Post autor: hubertus »

Muszka jest stała, bez możliwości regulacji, szczerbinka na szynie, mocowana na śruby do szkieletu, regulowana w pionie i poziomie.

Co do strzelania precyzyjnego - zamknięty szkielet pozwala na zachowanie powtarzalności strzałów, to normalne przy tego typu szkieletach.

Przyrządy celownicze są naprawdę dobre, takie same jak we współczesnych konstrukcjach, ale chcąc uzyskać znośne skupienie, trzeba ładować bęben przy pomocy praski, dawki prochu idealnie odmierzone z fiolek, do tego kaszka manna jako wypełniacz, nie polecam przybitek, są za krótkie, poza tym nie pozwalają dobrze ubić prochu.

Praska raczej niezbędna, ale to się tyczy wszystkich modeli Remingtona, pozwala na równomierne ubicie komponentów. Niestety pobojczyk jest zamontowany dosyć delikatnie i istnieje możliwość wypaczenia gniazda mocowania pobojczyka przy nie umiejętnym docisku.

Po spełnieniu tych wymagań można pokusić się o uzyskanie znośnego wyniku.

I jeszcze na koniec - bęben jest bardzo pojemny, spokojnie można wsypać 2 gr + przybitka + kula 0.378 cala, ale do precyzyjnego strzelania dawka 0.9 gr i dużo kaszy jako wypełniacz będzie bardziej odpowiednia.
waliza
Posty: 22
Rejestracja: sob 28.paź.2006 - 23:10
Moja broń:

Post autor: waliza »

właśnie o co chodzi z tym pobojczykiem? Niestety ślinka mi leci na remi ale dotąd strzelałem jedynie z brzydkich coltów :D . W remi pobojczyk raczej wygląda na sztywny zwłaszcza z ta "płetwą" . W coltach trudno go wygiąć a tu sie wydaje solidniejszy.Chodzi o sam pobojczyk czy o jego mocowanie?

Na focie z nierdzewnym remikiem sa 3 bebny, ten srodkowy od czego?Dragoon?

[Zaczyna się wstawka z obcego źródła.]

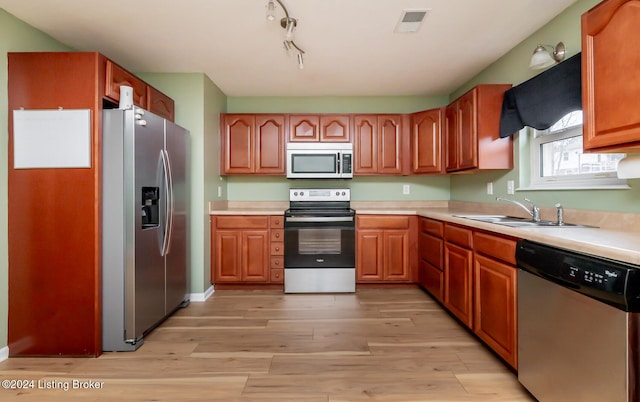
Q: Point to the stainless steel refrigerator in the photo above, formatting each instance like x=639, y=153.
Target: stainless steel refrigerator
x=145, y=224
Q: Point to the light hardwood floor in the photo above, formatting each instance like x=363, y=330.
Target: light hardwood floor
x=377, y=344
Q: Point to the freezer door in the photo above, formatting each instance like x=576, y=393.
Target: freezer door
x=145, y=282
x=177, y=146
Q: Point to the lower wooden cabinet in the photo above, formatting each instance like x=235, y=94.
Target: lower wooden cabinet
x=382, y=248
x=245, y=248
x=495, y=300
x=458, y=272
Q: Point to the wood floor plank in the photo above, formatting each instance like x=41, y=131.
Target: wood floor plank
x=394, y=344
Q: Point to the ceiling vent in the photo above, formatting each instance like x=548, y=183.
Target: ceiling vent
x=410, y=21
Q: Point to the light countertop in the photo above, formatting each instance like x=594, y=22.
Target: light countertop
x=616, y=235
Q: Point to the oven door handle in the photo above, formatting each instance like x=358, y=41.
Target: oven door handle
x=319, y=219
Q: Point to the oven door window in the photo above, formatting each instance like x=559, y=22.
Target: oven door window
x=319, y=241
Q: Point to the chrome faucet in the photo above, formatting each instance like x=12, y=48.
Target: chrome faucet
x=535, y=211
x=560, y=214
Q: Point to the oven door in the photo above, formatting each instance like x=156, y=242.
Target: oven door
x=319, y=242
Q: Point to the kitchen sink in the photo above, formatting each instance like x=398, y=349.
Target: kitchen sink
x=517, y=222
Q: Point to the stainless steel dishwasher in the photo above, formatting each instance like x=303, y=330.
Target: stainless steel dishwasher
x=578, y=325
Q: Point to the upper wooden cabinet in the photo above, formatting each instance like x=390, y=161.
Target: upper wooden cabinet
x=610, y=82
x=377, y=144
x=426, y=144
x=253, y=144
x=472, y=125
x=326, y=128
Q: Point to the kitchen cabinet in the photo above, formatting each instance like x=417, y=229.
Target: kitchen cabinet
x=426, y=141
x=458, y=272
x=495, y=284
x=56, y=318
x=324, y=127
x=609, y=78
x=276, y=224
x=240, y=249
x=253, y=144
x=382, y=248
x=431, y=254
x=471, y=127
x=378, y=145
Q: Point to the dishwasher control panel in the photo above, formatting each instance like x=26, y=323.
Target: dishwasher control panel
x=614, y=282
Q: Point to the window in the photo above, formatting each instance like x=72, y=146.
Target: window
x=557, y=160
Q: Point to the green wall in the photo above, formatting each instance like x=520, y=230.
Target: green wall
x=387, y=188
x=15, y=36
x=199, y=103
x=513, y=68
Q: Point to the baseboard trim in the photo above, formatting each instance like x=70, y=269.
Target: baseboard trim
x=4, y=353
x=202, y=297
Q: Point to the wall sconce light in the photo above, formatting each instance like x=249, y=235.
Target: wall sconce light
x=543, y=58
x=289, y=24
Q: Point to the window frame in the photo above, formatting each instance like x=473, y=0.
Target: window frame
x=602, y=180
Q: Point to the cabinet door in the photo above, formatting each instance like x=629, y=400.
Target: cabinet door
x=255, y=256
x=467, y=131
x=425, y=141
x=608, y=80
x=160, y=104
x=369, y=262
x=304, y=128
x=457, y=282
x=335, y=128
x=451, y=137
x=227, y=258
x=389, y=144
x=365, y=136
x=238, y=144
x=269, y=144
x=495, y=314
x=396, y=255
x=431, y=279
x=117, y=76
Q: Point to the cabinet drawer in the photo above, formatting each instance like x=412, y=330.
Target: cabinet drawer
x=276, y=222
x=383, y=222
x=277, y=275
x=277, y=261
x=458, y=235
x=495, y=246
x=431, y=226
x=277, y=248
x=242, y=222
x=277, y=235
x=117, y=76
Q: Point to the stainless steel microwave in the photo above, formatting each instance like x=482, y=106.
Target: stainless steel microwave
x=319, y=160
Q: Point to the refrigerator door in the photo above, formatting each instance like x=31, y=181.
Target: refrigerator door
x=145, y=281
x=176, y=146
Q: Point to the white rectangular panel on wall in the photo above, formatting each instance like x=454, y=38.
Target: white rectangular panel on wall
x=51, y=139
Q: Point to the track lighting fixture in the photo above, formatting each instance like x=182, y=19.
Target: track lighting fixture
x=289, y=24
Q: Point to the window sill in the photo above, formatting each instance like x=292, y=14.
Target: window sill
x=543, y=187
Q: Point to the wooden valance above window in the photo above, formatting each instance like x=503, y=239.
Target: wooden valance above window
x=544, y=99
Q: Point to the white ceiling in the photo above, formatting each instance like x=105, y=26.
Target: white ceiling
x=351, y=49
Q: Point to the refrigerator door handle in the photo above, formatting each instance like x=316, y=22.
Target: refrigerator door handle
x=170, y=206
x=167, y=191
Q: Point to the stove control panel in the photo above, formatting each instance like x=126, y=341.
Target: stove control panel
x=319, y=194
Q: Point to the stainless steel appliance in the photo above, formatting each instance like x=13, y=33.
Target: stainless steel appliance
x=319, y=160
x=319, y=242
x=145, y=218
x=578, y=325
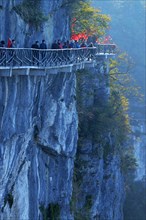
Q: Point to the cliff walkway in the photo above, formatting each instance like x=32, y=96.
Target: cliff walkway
x=28, y=60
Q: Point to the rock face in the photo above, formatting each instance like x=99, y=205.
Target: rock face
x=38, y=135
x=98, y=189
x=38, y=144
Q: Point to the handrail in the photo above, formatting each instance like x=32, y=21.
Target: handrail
x=11, y=57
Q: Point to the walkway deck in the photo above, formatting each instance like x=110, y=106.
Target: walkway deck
x=41, y=62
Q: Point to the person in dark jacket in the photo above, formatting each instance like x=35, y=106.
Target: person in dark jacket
x=2, y=43
x=35, y=45
x=35, y=53
x=55, y=45
x=43, y=46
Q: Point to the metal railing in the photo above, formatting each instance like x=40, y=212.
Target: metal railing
x=13, y=57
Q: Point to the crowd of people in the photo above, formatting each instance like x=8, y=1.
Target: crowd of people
x=55, y=45
x=62, y=45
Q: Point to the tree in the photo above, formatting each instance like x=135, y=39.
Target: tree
x=88, y=20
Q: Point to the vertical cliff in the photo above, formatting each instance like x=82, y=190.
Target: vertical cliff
x=39, y=131
x=38, y=122
x=38, y=144
x=98, y=184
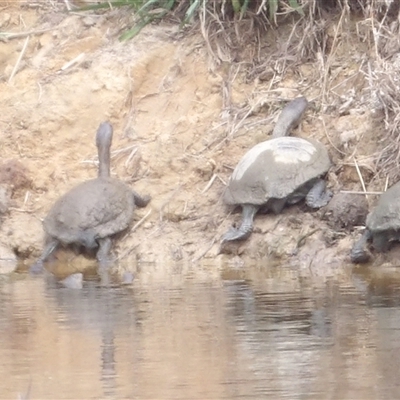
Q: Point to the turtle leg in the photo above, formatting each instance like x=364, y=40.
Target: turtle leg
x=246, y=227
x=380, y=242
x=318, y=196
x=104, y=260
x=141, y=201
x=359, y=253
x=38, y=266
x=103, y=254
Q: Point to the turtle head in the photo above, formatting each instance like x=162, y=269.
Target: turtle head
x=104, y=135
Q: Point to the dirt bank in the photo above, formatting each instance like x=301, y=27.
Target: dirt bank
x=179, y=129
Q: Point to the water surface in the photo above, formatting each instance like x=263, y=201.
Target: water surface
x=271, y=334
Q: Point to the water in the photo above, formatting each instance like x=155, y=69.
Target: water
x=240, y=336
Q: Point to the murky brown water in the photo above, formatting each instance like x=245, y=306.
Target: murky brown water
x=263, y=335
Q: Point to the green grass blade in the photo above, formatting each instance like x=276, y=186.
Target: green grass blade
x=236, y=6
x=273, y=8
x=191, y=11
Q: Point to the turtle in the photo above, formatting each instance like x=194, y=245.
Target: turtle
x=92, y=212
x=278, y=172
x=382, y=226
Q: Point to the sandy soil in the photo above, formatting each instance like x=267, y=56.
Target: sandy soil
x=180, y=126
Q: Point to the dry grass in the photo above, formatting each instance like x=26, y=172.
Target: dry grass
x=320, y=31
x=322, y=34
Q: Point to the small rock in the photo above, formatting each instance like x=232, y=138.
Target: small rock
x=14, y=174
x=346, y=210
x=74, y=281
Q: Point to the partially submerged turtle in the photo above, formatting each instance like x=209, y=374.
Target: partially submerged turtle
x=382, y=226
x=278, y=172
x=92, y=212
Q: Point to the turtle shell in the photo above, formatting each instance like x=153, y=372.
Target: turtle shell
x=97, y=208
x=275, y=169
x=385, y=216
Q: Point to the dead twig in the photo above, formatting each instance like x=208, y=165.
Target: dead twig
x=21, y=55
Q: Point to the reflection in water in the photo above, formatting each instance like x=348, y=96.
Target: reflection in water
x=275, y=337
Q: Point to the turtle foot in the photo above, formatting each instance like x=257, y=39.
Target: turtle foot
x=318, y=196
x=235, y=234
x=359, y=256
x=141, y=201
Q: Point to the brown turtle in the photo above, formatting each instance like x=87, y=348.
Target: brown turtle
x=92, y=212
x=278, y=172
x=382, y=226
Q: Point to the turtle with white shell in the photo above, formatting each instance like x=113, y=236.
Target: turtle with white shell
x=278, y=172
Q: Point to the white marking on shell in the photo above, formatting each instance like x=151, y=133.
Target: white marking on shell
x=285, y=150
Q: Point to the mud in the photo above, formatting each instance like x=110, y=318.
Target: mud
x=180, y=127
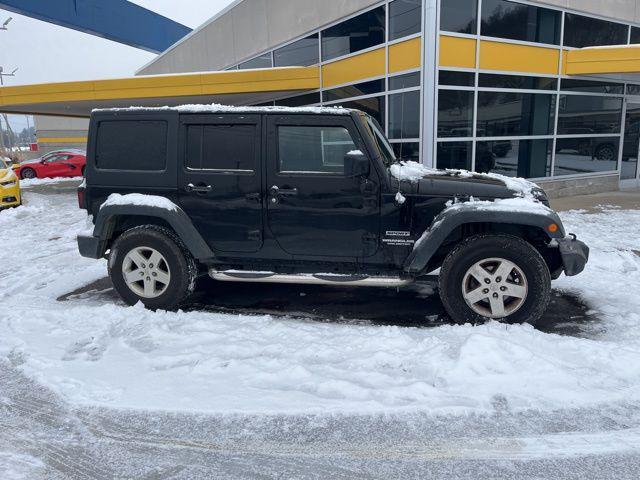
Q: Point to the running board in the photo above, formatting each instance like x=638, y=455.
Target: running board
x=308, y=279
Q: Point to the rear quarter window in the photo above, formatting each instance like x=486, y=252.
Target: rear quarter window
x=132, y=145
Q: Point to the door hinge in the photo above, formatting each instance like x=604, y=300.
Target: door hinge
x=255, y=235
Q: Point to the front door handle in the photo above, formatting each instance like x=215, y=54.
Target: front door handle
x=200, y=188
x=283, y=192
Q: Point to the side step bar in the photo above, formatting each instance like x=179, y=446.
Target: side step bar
x=308, y=279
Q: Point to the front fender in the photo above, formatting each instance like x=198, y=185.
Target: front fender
x=94, y=246
x=537, y=216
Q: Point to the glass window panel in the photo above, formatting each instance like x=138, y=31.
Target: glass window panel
x=221, y=147
x=364, y=31
x=404, y=115
x=515, y=114
x=407, y=151
x=519, y=82
x=517, y=21
x=515, y=158
x=408, y=80
x=313, y=149
x=460, y=16
x=582, y=32
x=455, y=113
x=455, y=155
x=356, y=90
x=586, y=155
x=300, y=100
x=405, y=18
x=132, y=145
x=302, y=53
x=571, y=85
x=460, y=79
x=373, y=106
x=263, y=61
x=586, y=115
x=631, y=142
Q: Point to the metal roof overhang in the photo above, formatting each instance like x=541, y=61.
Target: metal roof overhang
x=619, y=62
x=78, y=99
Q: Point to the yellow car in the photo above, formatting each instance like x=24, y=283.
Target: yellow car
x=9, y=187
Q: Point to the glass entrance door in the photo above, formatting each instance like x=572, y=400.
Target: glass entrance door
x=631, y=145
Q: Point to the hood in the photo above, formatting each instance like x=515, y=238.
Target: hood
x=417, y=179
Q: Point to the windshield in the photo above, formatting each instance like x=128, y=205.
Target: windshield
x=384, y=148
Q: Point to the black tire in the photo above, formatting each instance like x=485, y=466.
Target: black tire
x=488, y=246
x=28, y=173
x=183, y=267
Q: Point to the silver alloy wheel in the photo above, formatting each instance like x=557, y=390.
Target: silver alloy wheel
x=146, y=272
x=495, y=288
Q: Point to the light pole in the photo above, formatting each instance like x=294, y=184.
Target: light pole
x=6, y=118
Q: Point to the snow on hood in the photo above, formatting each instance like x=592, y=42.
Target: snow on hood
x=218, y=108
x=141, y=200
x=414, y=171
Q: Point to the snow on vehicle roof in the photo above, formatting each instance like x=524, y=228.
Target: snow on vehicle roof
x=218, y=108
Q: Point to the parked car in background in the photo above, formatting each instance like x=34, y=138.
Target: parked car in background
x=60, y=163
x=9, y=186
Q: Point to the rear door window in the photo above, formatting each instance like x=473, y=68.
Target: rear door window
x=221, y=148
x=132, y=145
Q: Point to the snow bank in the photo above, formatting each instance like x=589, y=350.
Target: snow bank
x=97, y=352
x=217, y=108
x=139, y=199
x=36, y=182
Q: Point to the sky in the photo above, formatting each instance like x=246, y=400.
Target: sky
x=43, y=52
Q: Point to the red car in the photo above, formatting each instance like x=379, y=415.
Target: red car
x=61, y=163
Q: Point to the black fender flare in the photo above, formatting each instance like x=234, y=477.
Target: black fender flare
x=467, y=213
x=177, y=219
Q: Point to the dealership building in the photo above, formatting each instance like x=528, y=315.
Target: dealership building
x=544, y=90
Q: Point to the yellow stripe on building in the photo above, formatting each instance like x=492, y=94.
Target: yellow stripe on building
x=62, y=140
x=352, y=69
x=405, y=55
x=510, y=57
x=457, y=52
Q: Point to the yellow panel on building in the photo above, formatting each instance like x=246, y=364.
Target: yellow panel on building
x=405, y=55
x=510, y=57
x=457, y=52
x=352, y=69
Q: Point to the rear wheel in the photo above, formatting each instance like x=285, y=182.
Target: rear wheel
x=149, y=264
x=495, y=277
x=28, y=173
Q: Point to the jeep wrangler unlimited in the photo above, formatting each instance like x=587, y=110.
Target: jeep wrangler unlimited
x=308, y=196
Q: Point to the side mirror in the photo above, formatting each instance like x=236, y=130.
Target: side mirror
x=356, y=164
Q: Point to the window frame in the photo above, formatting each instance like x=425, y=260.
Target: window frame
x=225, y=119
x=336, y=121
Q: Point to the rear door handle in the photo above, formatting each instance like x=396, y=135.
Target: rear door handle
x=191, y=188
x=284, y=192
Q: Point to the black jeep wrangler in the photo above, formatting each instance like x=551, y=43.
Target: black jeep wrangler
x=308, y=196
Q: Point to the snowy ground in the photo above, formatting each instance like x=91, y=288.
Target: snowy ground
x=230, y=393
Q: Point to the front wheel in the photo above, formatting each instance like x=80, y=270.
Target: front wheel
x=149, y=264
x=495, y=277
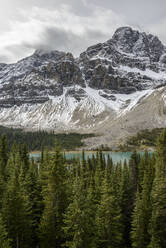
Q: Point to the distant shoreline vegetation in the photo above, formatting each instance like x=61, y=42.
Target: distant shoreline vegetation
x=35, y=141
x=143, y=140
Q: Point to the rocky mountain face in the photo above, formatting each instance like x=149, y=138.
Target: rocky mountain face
x=53, y=90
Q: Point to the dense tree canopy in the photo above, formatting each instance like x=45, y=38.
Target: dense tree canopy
x=90, y=203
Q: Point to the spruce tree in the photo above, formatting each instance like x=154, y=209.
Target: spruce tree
x=55, y=201
x=4, y=240
x=109, y=219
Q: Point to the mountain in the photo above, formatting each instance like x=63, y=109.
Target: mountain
x=114, y=88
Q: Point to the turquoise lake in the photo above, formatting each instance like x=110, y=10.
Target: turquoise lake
x=116, y=156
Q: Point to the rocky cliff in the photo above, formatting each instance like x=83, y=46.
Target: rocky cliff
x=54, y=90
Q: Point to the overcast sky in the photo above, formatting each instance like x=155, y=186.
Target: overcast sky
x=72, y=25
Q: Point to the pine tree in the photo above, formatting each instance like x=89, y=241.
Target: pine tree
x=4, y=240
x=109, y=219
x=158, y=220
x=55, y=202
x=14, y=210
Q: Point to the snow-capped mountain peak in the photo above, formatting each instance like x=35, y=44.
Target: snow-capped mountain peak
x=53, y=90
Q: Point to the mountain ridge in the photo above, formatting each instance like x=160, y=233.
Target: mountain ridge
x=54, y=91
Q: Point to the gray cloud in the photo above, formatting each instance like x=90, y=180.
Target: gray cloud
x=72, y=25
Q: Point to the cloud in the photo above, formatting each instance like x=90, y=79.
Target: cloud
x=71, y=25
x=59, y=29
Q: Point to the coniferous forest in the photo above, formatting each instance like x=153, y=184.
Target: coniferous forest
x=92, y=203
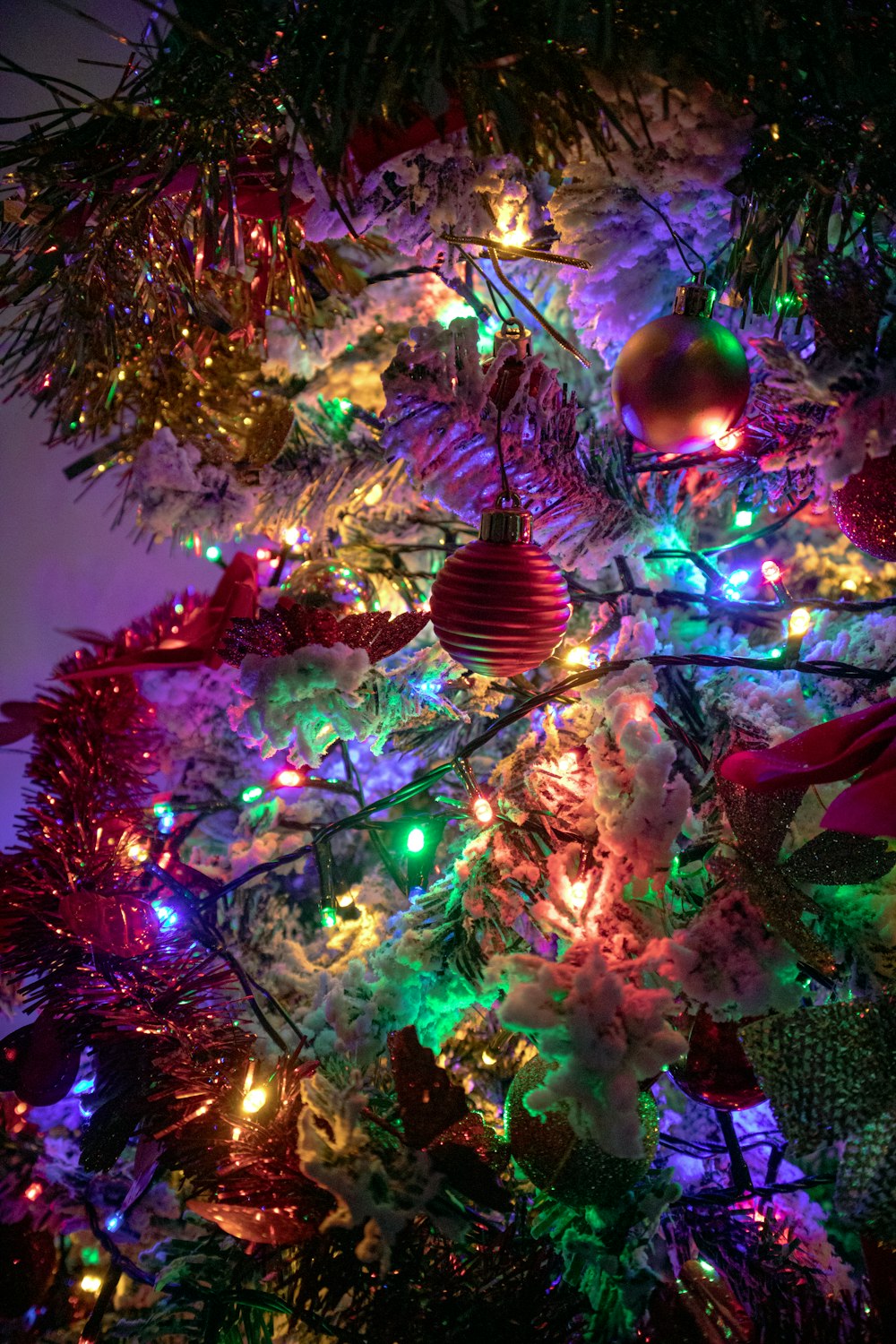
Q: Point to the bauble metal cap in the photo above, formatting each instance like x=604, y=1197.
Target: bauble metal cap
x=514, y=333
x=694, y=300
x=506, y=523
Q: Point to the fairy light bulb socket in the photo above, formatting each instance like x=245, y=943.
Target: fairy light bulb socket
x=513, y=333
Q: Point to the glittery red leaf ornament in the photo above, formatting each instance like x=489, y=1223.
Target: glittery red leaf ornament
x=469, y=1155
x=269, y=1226
x=289, y=628
x=123, y=926
x=38, y=1062
x=866, y=507
x=427, y=1098
x=759, y=823
x=855, y=742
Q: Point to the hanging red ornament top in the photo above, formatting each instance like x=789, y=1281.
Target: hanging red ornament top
x=500, y=605
x=681, y=381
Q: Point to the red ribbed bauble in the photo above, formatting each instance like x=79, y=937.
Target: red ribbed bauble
x=683, y=379
x=716, y=1070
x=500, y=605
x=866, y=508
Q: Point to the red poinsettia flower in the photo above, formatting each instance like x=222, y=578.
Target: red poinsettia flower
x=199, y=633
x=290, y=626
x=861, y=744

Na focie z bebechami widać spust ma strasznie cienkie scianki otwory osi w spuscie , zwlaszcza ta jedna, chyba spust musi byc delikatny w tym miejscu i to bardzo.
hubertus
Posty: 52
Rejestracja: śr 11.paź.2006 - 21:32
Lokalizacja: Warszawa
Moja broń:

Post autor: hubertus »

waliza pisze:Na focie z nierdzewnym remikiem sa 3 bebny, ten srodkowy od czego?Dragoon?
od lewej: Navy .36; Army .44; remington .44
Awatar użytkownika
Big Bear
Bywalec
Posty: 274
Rejestracja: śr 11.paź.2006 - 18:22
Lokalizacja: Gdynia
Moja broń:

Post autor: Big Bear »

W remiku pobojczyk może i wygląda na solidny ale jego słabą stroną jest łącznik między samą dzwignią (która to wygląda na masywną - i taka jest) a samym ,,stemplem'' dociskającym kulę.To jest po prostu kawałek cienkiej blaszki na dodatek na cienkich nitach połączony.Kompletnie spieprzony patent.Te w coltach (nawet ten cudak zębatkowy) to są mocne w porównaniu do remka.A wogóle najlepszy ten patent ma chyba R&S :P
hubertus
Posty: 52
Rejestracja: śr 11.paź.2006 - 21:32
Lokalizacja: Warszawa
Moja broń:

Post autor: hubertus »

Dzieki Wielki Misiu, bardzo zgrabnie udało ci sie to ująć.